General characteristics
- Class & type: Hibiki-class ocean surveillance ship
- Displacement: 2,850–3,800 long tons (2,896–3,861 t) full load
- Length: 67.0 m (219 ft 10 in)
- Beam: 29.9 m (98 ft 1 in)
- Draft: 7.5 m (24 ft 7 in)
- Propulsion: 4 × Mitsubishi S6U-MPTK diesel engines ; 2 x shafts;
- Speed: 11 knots (20 km/h; 13 mph)
- Complement: 40
- Sensors & processing systems: OPS-16; OPS-9; Sonar AN / UQQ-2;
- Aviation facilities: Helipad

= JS Hibiki =

Hibiki-class ocean surveillance ship

JS Hibiki (AOS-5201) is a of Japan Maritime Self-Defense Force (JMSDF).

== Development and design ==
Hibiki-class vessels have a beam of 30 m, a top speed of 11 kn, and a standard range of 3,800 nmi. Each vessel has a crew of 40, including five American civilian technicians, and a flight deck for helicopters to operate off of. They are able to deploy on station for 90 days.

The vessels have an AN/UQQ-2 Surveillance Towed Array Sensor System (SURTASS), which was installed in the United States. Data from the sensors is relayed through the Defense Satellite Communications System and processed and shared with the United States. The data is fed into the Integrated Undersea Surveillance System.

Propulsion is provided by four Mitsubishi S6U-MPTK diesel electric engines.

==Construction and career==
Hibiki was laid down on 28 November 1989 at Mitsui Engineering & Shipbuilding, Tamano and launched on 27 July 1990. She was commissioned on 30 January 1991. Currently, her homeport is in Kure.

After deployment, from 9 March 1991, she was circulated to Oakland, California, United States, for proficiency training after service, and, after learning the SURTASS system, she was equipped with a sonar array in Pearl Harbor, Hawaii.
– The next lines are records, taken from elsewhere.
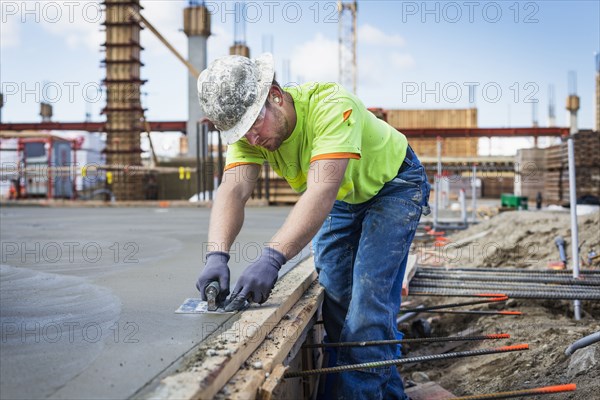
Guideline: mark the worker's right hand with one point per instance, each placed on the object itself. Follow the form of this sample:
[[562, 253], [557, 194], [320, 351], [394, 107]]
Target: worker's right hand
[[215, 269]]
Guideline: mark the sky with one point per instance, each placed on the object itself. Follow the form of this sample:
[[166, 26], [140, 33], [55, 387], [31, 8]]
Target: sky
[[499, 56]]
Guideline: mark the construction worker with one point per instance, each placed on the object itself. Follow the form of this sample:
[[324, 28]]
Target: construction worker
[[363, 193]]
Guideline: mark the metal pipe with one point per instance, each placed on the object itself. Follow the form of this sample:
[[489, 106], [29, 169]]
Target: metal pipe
[[438, 183], [573, 207], [474, 193], [474, 312], [387, 363], [560, 243], [198, 170], [495, 336], [583, 342]]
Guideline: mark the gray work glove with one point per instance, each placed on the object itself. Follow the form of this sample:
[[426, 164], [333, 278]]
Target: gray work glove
[[215, 269], [257, 280]]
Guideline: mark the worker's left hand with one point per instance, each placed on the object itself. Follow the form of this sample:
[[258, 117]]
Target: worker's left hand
[[257, 280]]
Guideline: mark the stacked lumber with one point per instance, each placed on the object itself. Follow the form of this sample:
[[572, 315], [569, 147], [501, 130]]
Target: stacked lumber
[[587, 168], [529, 172]]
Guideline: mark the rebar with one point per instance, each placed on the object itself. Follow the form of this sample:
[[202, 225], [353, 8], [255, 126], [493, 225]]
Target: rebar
[[567, 280], [521, 393], [510, 270], [494, 336], [515, 294], [475, 312], [500, 286], [387, 363], [466, 303]]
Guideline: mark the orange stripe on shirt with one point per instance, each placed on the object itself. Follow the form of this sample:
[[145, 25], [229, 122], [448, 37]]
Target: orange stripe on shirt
[[331, 156], [233, 165], [347, 114]]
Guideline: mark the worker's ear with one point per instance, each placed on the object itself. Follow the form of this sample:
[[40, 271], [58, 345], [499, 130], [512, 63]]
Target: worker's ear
[[276, 95]]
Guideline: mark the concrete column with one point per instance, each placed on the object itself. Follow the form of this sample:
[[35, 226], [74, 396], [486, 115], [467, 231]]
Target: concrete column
[[196, 25]]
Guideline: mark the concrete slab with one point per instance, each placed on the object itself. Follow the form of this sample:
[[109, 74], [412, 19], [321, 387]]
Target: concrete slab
[[88, 295]]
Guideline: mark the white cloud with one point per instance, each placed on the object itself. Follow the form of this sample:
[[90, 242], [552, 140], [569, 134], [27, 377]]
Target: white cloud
[[316, 60], [402, 60], [370, 35], [218, 42], [77, 23], [10, 32], [167, 18]]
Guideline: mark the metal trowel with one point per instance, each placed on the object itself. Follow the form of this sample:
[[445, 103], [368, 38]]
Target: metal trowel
[[210, 306]]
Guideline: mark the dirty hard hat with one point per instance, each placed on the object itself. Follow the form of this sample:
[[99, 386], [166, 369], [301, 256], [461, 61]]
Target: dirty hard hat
[[232, 91]]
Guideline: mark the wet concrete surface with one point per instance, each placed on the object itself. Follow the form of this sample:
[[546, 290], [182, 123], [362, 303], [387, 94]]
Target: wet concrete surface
[[87, 296]]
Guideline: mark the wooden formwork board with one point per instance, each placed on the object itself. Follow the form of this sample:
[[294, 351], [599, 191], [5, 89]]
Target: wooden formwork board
[[457, 118], [262, 364], [218, 358]]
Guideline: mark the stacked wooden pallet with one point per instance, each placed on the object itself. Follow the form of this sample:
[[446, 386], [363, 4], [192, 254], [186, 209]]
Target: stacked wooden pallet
[[587, 168], [529, 172], [451, 147]]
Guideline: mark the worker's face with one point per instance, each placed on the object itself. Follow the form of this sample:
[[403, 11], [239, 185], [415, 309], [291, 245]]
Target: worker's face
[[270, 128]]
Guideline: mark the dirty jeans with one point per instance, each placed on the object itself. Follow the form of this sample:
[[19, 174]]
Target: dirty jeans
[[361, 253]]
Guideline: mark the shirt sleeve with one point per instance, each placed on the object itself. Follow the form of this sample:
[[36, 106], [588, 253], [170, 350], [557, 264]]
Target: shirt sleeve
[[337, 129], [240, 153]]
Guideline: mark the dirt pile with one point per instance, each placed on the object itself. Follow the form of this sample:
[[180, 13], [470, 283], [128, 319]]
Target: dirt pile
[[515, 240], [521, 239]]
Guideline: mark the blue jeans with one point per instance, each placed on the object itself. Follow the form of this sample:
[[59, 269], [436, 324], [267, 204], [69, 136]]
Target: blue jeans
[[360, 253]]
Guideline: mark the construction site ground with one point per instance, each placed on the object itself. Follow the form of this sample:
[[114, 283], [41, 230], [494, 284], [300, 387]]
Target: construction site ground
[[88, 295], [88, 298], [519, 239]]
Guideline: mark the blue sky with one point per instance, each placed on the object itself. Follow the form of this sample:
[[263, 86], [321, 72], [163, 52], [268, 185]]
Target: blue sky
[[411, 54]]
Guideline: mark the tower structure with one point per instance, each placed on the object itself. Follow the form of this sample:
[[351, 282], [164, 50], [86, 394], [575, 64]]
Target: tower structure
[[239, 47], [196, 26], [124, 113], [347, 44]]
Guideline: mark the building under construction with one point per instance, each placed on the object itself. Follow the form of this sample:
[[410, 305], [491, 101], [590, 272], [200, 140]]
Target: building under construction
[[103, 242]]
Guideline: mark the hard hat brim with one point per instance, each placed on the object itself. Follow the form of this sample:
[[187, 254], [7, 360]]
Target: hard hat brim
[[266, 71]]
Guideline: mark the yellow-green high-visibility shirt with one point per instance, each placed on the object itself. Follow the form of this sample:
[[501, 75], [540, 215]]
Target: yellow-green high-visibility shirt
[[331, 123]]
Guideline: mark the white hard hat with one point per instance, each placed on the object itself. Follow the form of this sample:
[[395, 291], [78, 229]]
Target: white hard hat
[[233, 90]]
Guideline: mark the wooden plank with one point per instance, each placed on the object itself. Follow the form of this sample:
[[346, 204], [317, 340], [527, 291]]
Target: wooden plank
[[268, 389], [274, 350], [428, 391], [220, 356]]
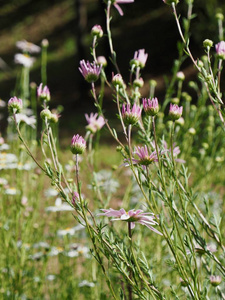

After the equipment certification test was completed, she returned to Japan on 17 October 1991.

Full-scale operation started in April 1992, and the actual operation was where the anti-submarine information analysis center on land began.

On 1 December 2015, the Oceanographic Command Group was reorganized into the Oceanographic Command and Anti-submarine Support Group and was incorporated into the 1st Acoustic Measurement Corps, which was newly formed under the same group.

On 1 November 2017, a crew system was introduced to the 1st Acoustic Measurement Corps for the first time as a JMSDF ship, and, from now on, the crew will not be fixed, as three crews will operate two ships alternately.